首先，基于AWS示例笔记本，将解释如何使用SageMaker端点在单个图像上运行模型。对于较小的图像，这种方法可行，但对于较大的图像，我们会遇到问题。

为了解决这些问题，改用批处理转换作业。

起点：使用SageMaker TensorFLow对象检测API进行模型推断

AWS提供了一些关于GitHub如何使用SageMaker的好例子。

使用此示例使用TensorFlow对象检测API对对象检测模型进行预测：

将模型部署为端点时，可以通过调用端点，使用该模型一次推断一个图像。
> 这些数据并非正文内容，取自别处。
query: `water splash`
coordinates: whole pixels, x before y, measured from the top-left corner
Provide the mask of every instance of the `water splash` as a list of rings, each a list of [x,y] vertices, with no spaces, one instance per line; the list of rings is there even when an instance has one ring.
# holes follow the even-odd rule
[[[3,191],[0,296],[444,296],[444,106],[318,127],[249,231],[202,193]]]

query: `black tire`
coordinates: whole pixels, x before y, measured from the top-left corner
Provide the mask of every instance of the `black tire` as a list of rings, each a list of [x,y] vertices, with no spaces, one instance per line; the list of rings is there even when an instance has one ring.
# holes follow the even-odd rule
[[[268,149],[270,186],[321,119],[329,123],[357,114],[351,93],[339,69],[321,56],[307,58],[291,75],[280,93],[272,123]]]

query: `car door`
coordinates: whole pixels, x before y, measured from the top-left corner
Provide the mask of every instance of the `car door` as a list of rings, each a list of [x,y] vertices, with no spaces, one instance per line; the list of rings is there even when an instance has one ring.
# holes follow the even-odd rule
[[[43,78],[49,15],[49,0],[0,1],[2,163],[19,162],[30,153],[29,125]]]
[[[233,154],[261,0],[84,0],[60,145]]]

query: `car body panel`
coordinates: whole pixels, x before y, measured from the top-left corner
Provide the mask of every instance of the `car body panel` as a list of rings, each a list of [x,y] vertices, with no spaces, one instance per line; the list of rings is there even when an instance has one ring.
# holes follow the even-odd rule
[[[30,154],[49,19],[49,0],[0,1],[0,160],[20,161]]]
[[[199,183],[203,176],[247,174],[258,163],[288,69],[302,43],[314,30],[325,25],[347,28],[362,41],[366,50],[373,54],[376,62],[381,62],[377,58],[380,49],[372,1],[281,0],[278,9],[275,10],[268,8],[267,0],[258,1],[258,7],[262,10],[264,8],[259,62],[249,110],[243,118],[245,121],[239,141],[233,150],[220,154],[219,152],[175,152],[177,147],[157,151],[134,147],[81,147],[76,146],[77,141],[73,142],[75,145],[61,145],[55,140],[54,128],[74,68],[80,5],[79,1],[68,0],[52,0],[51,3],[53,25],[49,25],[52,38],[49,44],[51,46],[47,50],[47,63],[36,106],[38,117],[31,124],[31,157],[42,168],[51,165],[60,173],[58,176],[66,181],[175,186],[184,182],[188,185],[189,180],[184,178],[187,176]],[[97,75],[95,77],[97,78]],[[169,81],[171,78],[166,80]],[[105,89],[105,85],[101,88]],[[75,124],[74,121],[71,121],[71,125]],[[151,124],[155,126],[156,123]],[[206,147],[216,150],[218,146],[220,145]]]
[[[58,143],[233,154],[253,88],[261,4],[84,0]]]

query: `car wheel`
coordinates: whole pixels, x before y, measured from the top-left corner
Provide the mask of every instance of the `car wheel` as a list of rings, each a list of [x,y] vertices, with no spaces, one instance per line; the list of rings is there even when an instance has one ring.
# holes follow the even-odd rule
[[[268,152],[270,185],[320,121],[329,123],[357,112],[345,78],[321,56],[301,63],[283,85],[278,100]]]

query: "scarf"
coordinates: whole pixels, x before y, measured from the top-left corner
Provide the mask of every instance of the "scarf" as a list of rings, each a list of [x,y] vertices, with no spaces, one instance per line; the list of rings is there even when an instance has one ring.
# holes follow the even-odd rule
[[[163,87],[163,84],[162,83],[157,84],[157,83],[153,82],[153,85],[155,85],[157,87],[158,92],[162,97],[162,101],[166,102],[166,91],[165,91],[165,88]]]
此代码取自示例笔记本，显示了如何定义TensorFlowModel并将其部署为模型端点：

import cv2

import sagemaker

from sagemaker．utils import name＿from＿base

from sagemaker．tensorflow import TensorFlowModel

role ＝ sagemaker．get＿execution＿role（）

model＿artefact ＝＇＜your－model－s3－path＞＇

model＿endpoint ＝ TensorFlowModel（

name＝name＿from＿base（＇tf2－object－detection＇），

model＿data＝model＿artefact，

role＝role，

framework＿version＝＇2．2＇，

）

predictor ＝ model＿endpoint．deploy（initial＿instance＿count＝1， instance＿type＝＇ml．m5．large＇）

然后，将图像加载为NumPy数组，并将其解析为列表，以便将其传递给端点：

def image＿file＿to＿tensor（path）：

cv＿img ＝ cv2．imread（path，1）．astype（＇uint8＇）

cv＿img ＝ cv2．cvtColor（cv＿img， cv2．COLOR＿BGR2RGB）

return cv＿img

img ＝ image＿file＿to＿tensor（＇test＿images／22673445．jpg＇）

input ＝｛

＇instances＇：［img．tolist（）］

｝

最后，调用端点：

detections ＝ predictor．predict（input）［＇predictions＇］［0］

问题：端点请求负载大小太大

这在使用小图像时很好，因为API调用的请求负载足够小。然而，当使用较大的图片时，API返回413错误。这意味着有效负载超过了允许的大小，即6 MB。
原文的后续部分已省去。